A question answering research dataset of movie-related factoids
Movie QA Benchmarking Dataset

For one particular application of YodaQA, we want to enhance and speed up its capability to answer "noisy" questions on a structured knowledge base in a narrow domain. To start prototyping, we have chosen the "movies" domain.

To get started, we extracted movie-related questions from WebQuestions (http://nlp.stanford.edu/software/sempre/ - Berant et al., 2013, CC-BY) using the machinery in https://github.com/brmson/dataset-factoid-webquestions (we use the same JSON structure and scripts in this repo). This is the moviesB dataset.

The moviesC dataset also includes "mfb" questions which stand for "movie feedback", as reported by the YodaQA feedback tool when testing the YodaQA Movies engine by internet users (mainly interns of the eClub Prague foundation). The GoogleDocs2json.py script extracts the feedback data from a Google Docs spreadsheet.

We intend to follow up with even larger and better datasets, using next consecutive letters.

Using with YodaQA

YodaQA typically excepts datasets in a TSV format rather than JSON. (JSON collection reader in YodaQA is work-in-progress.) To get the data to TSV format, run

../dataset-factoid-webquestions/scripts/json2tsv.py moviesC train moviesC
../dataset-factoid-webquestions/scripts/json2tsv.py moviesC test moviesC

The dataset is called moviesA - the A letter represents our intention to develop it further. It is currently rather noisy, mixed with sports questions and not that large either.

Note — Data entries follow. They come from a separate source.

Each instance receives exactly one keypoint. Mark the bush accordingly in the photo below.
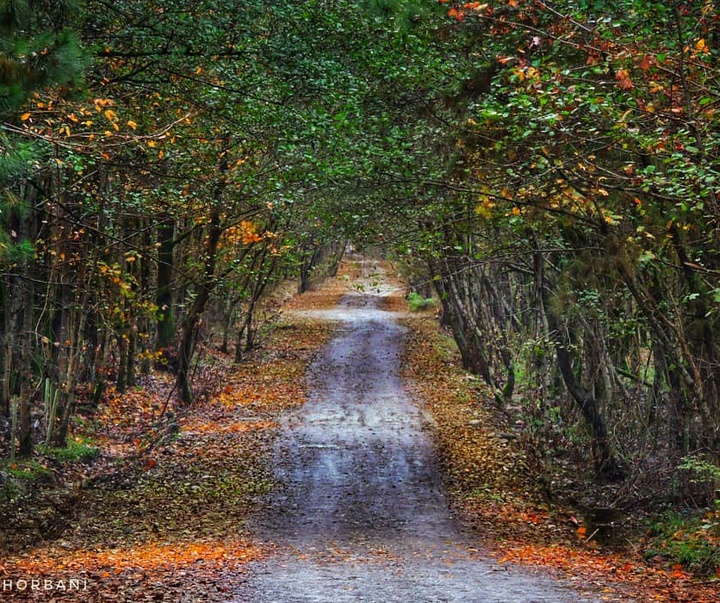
(418, 303)
(690, 540)
(76, 451)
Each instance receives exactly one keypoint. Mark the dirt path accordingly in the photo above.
(361, 515)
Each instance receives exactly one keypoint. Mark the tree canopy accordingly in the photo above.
(549, 167)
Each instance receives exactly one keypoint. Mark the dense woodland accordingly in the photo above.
(547, 170)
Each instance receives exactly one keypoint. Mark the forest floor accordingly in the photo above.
(169, 510)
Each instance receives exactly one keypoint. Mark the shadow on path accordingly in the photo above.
(361, 515)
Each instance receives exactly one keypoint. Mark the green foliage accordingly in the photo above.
(77, 451)
(418, 303)
(26, 470)
(690, 540)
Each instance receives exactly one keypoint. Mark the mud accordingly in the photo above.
(361, 515)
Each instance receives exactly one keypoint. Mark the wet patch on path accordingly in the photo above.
(361, 515)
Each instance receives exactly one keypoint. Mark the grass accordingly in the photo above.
(78, 450)
(691, 540)
(418, 303)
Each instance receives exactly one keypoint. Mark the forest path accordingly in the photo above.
(361, 515)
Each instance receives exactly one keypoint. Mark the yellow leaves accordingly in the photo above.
(623, 80)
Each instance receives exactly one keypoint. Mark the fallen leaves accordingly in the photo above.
(164, 516)
(493, 491)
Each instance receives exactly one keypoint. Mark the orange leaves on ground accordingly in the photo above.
(145, 557)
(623, 80)
(204, 427)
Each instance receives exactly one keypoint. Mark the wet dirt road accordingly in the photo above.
(361, 515)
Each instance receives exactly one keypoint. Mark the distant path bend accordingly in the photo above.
(361, 515)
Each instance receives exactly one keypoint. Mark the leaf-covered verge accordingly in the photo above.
(495, 488)
(160, 513)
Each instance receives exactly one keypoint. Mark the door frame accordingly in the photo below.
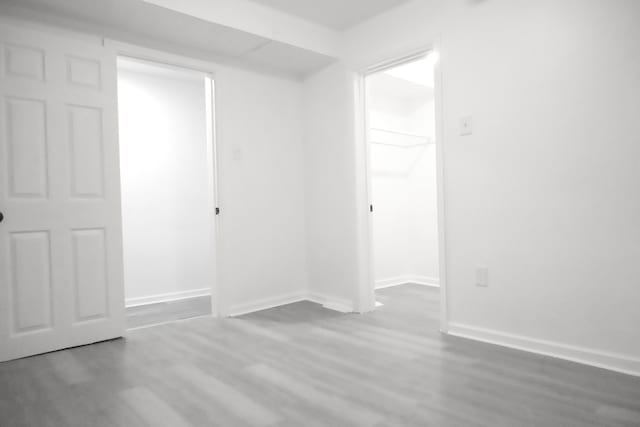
(366, 293)
(130, 51)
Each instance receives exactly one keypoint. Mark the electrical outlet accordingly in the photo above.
(482, 277)
(466, 126)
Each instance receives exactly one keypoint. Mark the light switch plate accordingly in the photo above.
(466, 126)
(482, 277)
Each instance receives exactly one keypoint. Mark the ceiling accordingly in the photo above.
(138, 22)
(336, 14)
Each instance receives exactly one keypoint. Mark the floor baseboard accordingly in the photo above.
(614, 362)
(331, 303)
(402, 280)
(167, 297)
(266, 303)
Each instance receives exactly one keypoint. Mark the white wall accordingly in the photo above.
(405, 237)
(261, 188)
(163, 168)
(261, 245)
(545, 191)
(329, 186)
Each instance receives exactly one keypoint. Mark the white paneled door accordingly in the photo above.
(60, 239)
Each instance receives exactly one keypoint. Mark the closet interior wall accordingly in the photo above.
(403, 180)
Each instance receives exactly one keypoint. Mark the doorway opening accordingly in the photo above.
(402, 173)
(167, 172)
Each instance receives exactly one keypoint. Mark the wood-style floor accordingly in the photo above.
(302, 365)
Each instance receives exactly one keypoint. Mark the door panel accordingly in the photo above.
(61, 240)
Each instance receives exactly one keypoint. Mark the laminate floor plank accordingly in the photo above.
(303, 365)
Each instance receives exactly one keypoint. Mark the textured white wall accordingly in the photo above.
(164, 182)
(545, 191)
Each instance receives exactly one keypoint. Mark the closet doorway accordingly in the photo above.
(402, 177)
(167, 171)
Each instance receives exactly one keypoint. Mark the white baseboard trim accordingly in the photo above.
(266, 303)
(614, 362)
(171, 296)
(402, 280)
(331, 303)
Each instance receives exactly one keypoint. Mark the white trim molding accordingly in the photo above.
(611, 361)
(170, 296)
(332, 303)
(266, 303)
(403, 280)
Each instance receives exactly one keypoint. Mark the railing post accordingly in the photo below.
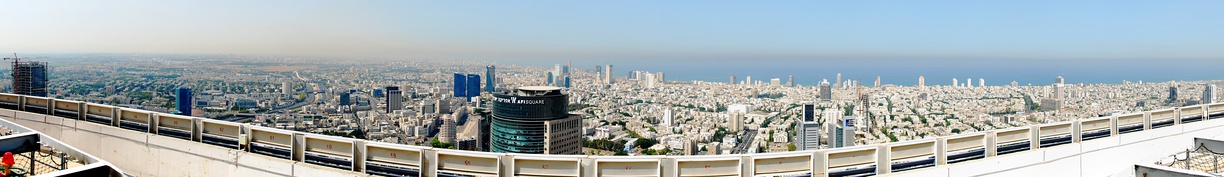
(506, 166)
(990, 145)
(1176, 116)
(747, 166)
(50, 106)
(116, 115)
(82, 110)
(586, 166)
(814, 162)
(299, 147)
(1203, 108)
(197, 130)
(1076, 131)
(429, 162)
(1113, 126)
(667, 167)
(883, 159)
(1147, 120)
(940, 151)
(21, 103)
(359, 155)
(1034, 137)
(153, 122)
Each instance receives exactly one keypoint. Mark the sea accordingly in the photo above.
(936, 72)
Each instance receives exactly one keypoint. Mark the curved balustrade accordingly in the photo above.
(387, 159)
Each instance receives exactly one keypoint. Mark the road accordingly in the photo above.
(743, 145)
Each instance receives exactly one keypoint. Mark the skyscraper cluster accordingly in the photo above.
(466, 86)
(491, 78)
(559, 76)
(182, 101)
(826, 93)
(533, 120)
(394, 99)
(29, 78)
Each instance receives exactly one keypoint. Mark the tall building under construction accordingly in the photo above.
(29, 78)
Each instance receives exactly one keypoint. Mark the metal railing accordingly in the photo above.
(410, 160)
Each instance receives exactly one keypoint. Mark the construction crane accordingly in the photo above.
(15, 59)
(34, 82)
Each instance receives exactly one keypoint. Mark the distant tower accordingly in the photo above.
(288, 89)
(1058, 89)
(29, 78)
(345, 99)
(809, 131)
(394, 100)
(460, 86)
(533, 120)
(841, 133)
(447, 132)
(557, 75)
(790, 81)
(567, 82)
(1209, 94)
(876, 81)
(607, 75)
(182, 100)
(550, 78)
(473, 86)
(825, 92)
(839, 81)
(1173, 94)
(732, 79)
(491, 78)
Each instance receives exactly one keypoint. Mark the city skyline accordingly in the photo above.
(632, 31)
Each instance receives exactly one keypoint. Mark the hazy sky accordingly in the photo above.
(594, 31)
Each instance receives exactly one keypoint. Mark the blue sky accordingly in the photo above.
(550, 32)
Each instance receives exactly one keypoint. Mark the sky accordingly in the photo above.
(595, 32)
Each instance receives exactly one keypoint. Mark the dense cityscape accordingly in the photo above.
(277, 88)
(444, 104)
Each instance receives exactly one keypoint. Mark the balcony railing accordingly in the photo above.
(386, 159)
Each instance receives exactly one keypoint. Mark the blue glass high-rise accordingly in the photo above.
(460, 87)
(473, 86)
(182, 100)
(490, 78)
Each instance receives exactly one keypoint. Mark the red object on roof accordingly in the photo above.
(7, 159)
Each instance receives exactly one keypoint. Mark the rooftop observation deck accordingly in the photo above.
(143, 143)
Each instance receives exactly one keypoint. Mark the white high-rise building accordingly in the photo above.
(668, 119)
(826, 93)
(841, 133)
(648, 79)
(285, 88)
(1209, 94)
(839, 81)
(607, 75)
(447, 132)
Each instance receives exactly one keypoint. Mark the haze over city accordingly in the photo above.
(618, 88)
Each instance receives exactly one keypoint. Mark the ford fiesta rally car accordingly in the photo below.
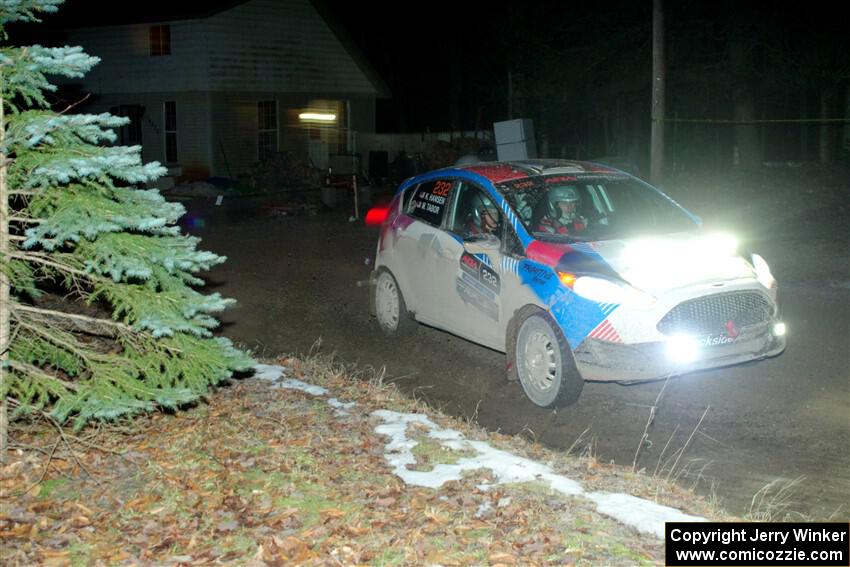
(575, 270)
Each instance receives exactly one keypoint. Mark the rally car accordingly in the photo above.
(577, 271)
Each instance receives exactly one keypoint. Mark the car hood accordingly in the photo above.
(657, 264)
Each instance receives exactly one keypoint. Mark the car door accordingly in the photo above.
(469, 265)
(419, 248)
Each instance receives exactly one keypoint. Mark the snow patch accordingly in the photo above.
(293, 384)
(643, 515)
(270, 372)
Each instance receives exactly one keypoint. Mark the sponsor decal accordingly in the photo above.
(716, 340)
(478, 284)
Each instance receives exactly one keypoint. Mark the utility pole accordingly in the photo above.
(5, 287)
(656, 151)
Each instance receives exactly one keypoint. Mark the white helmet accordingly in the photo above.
(563, 194)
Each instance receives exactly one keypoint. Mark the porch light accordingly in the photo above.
(317, 117)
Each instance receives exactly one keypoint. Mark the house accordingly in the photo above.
(212, 92)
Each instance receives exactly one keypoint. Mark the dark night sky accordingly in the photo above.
(446, 63)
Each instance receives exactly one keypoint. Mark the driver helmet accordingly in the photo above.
(489, 206)
(568, 195)
(486, 205)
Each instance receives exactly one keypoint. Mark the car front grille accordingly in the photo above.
(712, 314)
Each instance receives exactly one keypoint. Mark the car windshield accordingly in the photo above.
(593, 207)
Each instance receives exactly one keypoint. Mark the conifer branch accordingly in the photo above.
(26, 220)
(37, 373)
(40, 258)
(91, 322)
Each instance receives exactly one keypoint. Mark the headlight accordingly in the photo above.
(763, 274)
(607, 291)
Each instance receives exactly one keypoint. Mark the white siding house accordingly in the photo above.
(211, 94)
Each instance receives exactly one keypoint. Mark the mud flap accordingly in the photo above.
(373, 276)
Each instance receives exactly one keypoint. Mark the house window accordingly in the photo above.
(266, 128)
(160, 40)
(131, 134)
(170, 111)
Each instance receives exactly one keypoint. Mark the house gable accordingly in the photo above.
(290, 48)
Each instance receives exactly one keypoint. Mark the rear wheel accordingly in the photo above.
(390, 309)
(545, 363)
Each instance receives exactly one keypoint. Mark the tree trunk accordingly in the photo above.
(826, 131)
(747, 148)
(804, 128)
(5, 292)
(656, 152)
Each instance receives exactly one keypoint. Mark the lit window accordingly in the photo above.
(160, 40)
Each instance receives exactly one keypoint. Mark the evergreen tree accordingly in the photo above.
(72, 219)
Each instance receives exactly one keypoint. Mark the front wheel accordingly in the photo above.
(390, 309)
(545, 363)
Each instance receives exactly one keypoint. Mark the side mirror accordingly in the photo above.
(482, 245)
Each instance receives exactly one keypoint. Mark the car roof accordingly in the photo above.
(498, 172)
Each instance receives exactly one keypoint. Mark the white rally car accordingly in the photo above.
(575, 270)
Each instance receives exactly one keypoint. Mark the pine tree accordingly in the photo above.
(72, 218)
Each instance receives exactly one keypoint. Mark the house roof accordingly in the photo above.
(97, 13)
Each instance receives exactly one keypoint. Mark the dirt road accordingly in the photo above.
(784, 420)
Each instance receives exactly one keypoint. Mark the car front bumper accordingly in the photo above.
(606, 361)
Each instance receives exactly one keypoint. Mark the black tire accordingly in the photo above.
(543, 361)
(390, 309)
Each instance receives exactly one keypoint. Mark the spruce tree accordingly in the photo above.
(73, 218)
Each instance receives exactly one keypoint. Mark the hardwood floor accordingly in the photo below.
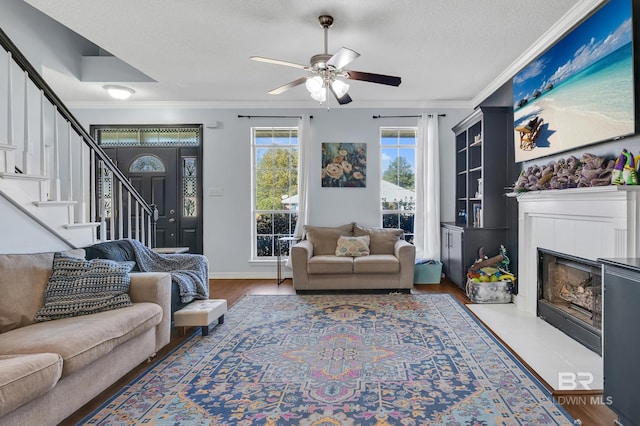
(586, 407)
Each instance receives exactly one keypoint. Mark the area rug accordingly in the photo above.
(394, 359)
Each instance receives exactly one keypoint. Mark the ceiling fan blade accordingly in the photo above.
(342, 58)
(345, 99)
(278, 62)
(288, 86)
(374, 78)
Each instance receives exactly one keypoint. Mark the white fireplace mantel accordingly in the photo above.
(590, 223)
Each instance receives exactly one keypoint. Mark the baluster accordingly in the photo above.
(112, 219)
(120, 218)
(83, 186)
(56, 157)
(137, 221)
(142, 230)
(129, 227)
(149, 231)
(43, 146)
(26, 153)
(70, 160)
(9, 156)
(92, 185)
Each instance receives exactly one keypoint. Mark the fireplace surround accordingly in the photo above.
(570, 296)
(590, 223)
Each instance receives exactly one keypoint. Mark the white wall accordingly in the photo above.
(227, 164)
(21, 234)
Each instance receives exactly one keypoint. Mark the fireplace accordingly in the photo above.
(570, 296)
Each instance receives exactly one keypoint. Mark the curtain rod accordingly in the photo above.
(405, 116)
(271, 116)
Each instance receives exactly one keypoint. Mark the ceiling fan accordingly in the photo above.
(327, 68)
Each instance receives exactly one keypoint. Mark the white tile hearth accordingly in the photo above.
(547, 350)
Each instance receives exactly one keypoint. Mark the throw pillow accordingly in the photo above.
(352, 246)
(81, 287)
(324, 238)
(383, 240)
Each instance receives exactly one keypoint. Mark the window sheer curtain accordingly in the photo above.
(304, 140)
(427, 219)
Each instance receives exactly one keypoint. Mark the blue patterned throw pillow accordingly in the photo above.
(81, 287)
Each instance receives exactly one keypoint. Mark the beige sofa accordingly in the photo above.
(50, 369)
(390, 263)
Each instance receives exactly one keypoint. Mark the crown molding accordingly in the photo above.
(425, 104)
(572, 18)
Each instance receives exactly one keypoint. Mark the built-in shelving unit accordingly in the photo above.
(482, 142)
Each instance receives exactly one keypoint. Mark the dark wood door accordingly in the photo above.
(159, 175)
(153, 172)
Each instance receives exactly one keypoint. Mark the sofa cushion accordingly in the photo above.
(325, 239)
(383, 240)
(82, 340)
(26, 377)
(352, 246)
(81, 287)
(23, 281)
(376, 264)
(118, 250)
(330, 264)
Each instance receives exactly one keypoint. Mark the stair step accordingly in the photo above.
(54, 203)
(6, 175)
(81, 225)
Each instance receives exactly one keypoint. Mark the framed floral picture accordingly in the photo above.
(344, 165)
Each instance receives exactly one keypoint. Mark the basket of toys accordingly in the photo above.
(489, 279)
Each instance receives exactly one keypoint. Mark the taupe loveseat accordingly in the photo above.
(49, 369)
(319, 264)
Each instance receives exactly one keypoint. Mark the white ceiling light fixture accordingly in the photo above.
(119, 92)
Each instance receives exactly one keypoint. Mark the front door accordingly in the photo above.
(168, 176)
(153, 173)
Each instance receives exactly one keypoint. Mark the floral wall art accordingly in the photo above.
(344, 165)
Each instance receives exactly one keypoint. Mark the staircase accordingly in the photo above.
(54, 172)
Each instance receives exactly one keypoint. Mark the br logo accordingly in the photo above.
(574, 381)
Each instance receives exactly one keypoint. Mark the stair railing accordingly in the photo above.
(49, 145)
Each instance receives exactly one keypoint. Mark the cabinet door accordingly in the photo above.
(621, 347)
(444, 248)
(456, 265)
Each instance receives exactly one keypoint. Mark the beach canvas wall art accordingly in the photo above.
(581, 91)
(344, 165)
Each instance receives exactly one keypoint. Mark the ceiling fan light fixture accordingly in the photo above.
(314, 84)
(340, 88)
(320, 95)
(119, 92)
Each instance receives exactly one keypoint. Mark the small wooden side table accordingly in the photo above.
(288, 240)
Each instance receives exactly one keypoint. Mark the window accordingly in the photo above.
(275, 188)
(398, 173)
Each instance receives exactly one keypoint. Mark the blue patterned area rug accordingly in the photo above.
(395, 359)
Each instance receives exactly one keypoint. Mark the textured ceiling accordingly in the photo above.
(446, 51)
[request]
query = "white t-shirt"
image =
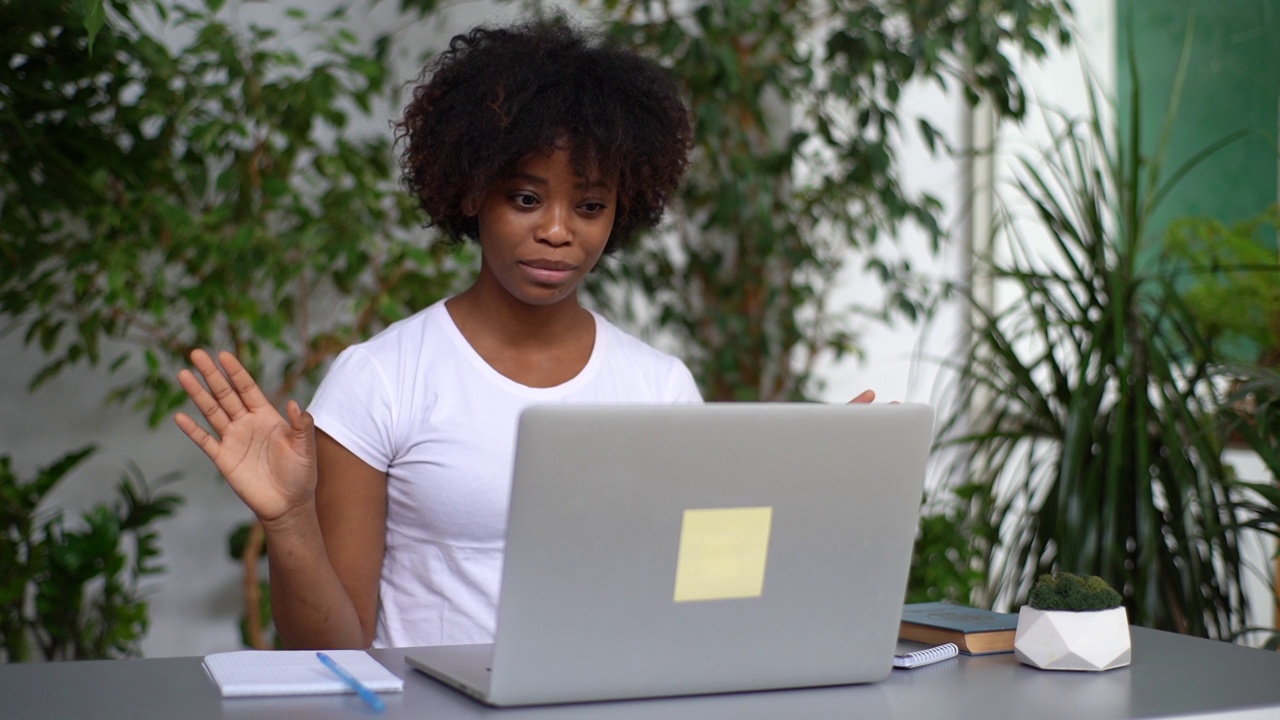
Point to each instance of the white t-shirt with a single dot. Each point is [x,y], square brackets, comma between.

moviesC is a dataset created by merging the t-movies dataset (here named moviesB for reference) from https://github.com/brmson/dataset-factoid-webquestions/t-movies and public feedback in our 2 spreadsheets (downloaded 17.8.2015):



moviesD is an update of moviesC on 2015-10-19.

moviesE is an update of moviesD on 2015-12-10 and inclusion of synthetic questions gen v0.

moviesF is an update of moviesE on 2016-01-04 with a variety of bugs related to the synthetic questions fixed.

Licence and Acknowledgements

This dataset may be distributed under the terms of the CC-BY 4.0 licence. Work on this project has been supported in part by the Medialab foundation.